Function is used for retrieving a document from a MongoDB collection based on its ID. It uses the aggregation pipeline to match the document, project specific fields, converts the result to an array, and returns the first document (or undefined if no match is found).

Update Function:

exports.update = async (id, data) => {
let inputId = new ObjectId(id);
data._id = inputId;
let d = await mongo?.db?.collection(COLLECTION_NAME)?.updateOne(
{ _id: inputId },
{
$set: {
firstName: data.firstName,
lastName: data.lastName,
role: data.role,
phoneNumber: data.phoneNumber,
email: data.email,
}
}, { upsert: true });
return d;
}

Async Function:

The exports.update function is an asynchronous function, allowing for the use of await in order to handle asynchronous operations.

ObjectId Conversion:

The provided id parameter is converted to a BSON ObjectId using new ObjectId(id). This is necessary for matching against MongoDB _id fields.

Updating _id Property:

The _id property of the data object is set to the converted inputId. This ensures that the provided id is consistently used as the document’s _id.

Optional Chaining:

Similar to previous examples, optional chaining (?.) is used to safely access nested properties (mongo, mongo.db, and mongo.db.collection(COLLECTION_NAME)) without causing errors if any of these properties are undefined.

MongoDB Update Operation:

The code uses the updateOne method to update a document in the MongoDB collection. The $set operator is employed to update specific fields with values from the data object.

Upsert Option:

The { upsert: true } option is set, allowing for the creation of a new document if no match is found based on the provided _id.

Return Statement:

The function returns the result of the update operation, which includes information about the number of matched documents, modified documents, etc.
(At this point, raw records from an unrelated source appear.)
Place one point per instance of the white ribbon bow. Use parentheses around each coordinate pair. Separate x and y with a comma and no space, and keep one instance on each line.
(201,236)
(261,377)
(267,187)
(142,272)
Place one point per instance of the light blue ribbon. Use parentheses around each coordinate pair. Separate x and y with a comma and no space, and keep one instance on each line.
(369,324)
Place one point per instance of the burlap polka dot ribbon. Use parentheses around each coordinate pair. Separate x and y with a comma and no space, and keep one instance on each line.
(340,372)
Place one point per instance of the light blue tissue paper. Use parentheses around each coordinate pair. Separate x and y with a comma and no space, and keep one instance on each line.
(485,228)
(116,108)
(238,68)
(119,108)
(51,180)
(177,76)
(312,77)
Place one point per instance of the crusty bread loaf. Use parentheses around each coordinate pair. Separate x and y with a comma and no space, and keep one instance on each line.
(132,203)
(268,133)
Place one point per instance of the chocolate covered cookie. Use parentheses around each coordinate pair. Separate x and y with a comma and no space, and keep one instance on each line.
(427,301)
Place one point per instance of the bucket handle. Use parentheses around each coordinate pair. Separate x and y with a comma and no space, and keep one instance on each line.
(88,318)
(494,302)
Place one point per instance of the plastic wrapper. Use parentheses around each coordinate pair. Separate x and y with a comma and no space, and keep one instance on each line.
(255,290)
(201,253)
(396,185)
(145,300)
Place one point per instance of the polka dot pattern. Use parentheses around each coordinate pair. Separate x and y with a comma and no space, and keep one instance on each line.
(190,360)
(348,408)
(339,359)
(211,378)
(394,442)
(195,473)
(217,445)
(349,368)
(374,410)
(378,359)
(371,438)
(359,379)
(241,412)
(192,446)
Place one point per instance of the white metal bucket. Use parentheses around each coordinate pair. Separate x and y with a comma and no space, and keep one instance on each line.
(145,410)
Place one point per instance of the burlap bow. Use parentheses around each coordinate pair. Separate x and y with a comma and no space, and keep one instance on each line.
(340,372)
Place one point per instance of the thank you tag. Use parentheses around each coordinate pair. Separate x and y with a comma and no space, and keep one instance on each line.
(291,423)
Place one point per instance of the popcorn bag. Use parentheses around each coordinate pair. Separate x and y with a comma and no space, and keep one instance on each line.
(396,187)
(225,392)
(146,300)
Function is used for updating a document in a MongoDB collection based on its ID. It converts the ID, sets the _id property in the data, updates specific fields using the $set operator, and allows for upserting a new document if no match is found. The result of the update operation is then returned.

DeleteEmployee Function:

exports.deleteEmployee = async(id) => {
return await mongo?.db?.collection(COLLECTION_NAME).deleteOne({ _id: new ObjectId(id) });
}

Async Function:

The exports.deleteEmployee function is an asynchronous function, allowing for the use of await in order to handle asynchronous operations.

ObjectId Conversion:

The provided id parameter is converted to a BSON ObjectId using new ObjectId(id). This is necessary for matching against MongoDB _id fields.

Optional Chaining:

Similar to previous examples, optional chaining (?.) is used to safely access nested properties (mongo, mongo.db, and mongo.db.collection(COLLECTION_NAME)) without causing errors if any of these properties are undefined.

MongoDB Delete Operation:

The code uses the deleteOne method to delete a document from the MongoDB collection based on the provided ID.

Return Statement:

The function returns the result of the delete operation, which includes information about the number of deleted documents.

Function  is for deleting a document from a MongoDB collection based on its ID. It converts the ID, specifies the document to delete using the converted ID, performs the delete operation, and then returns the result of the delete operation.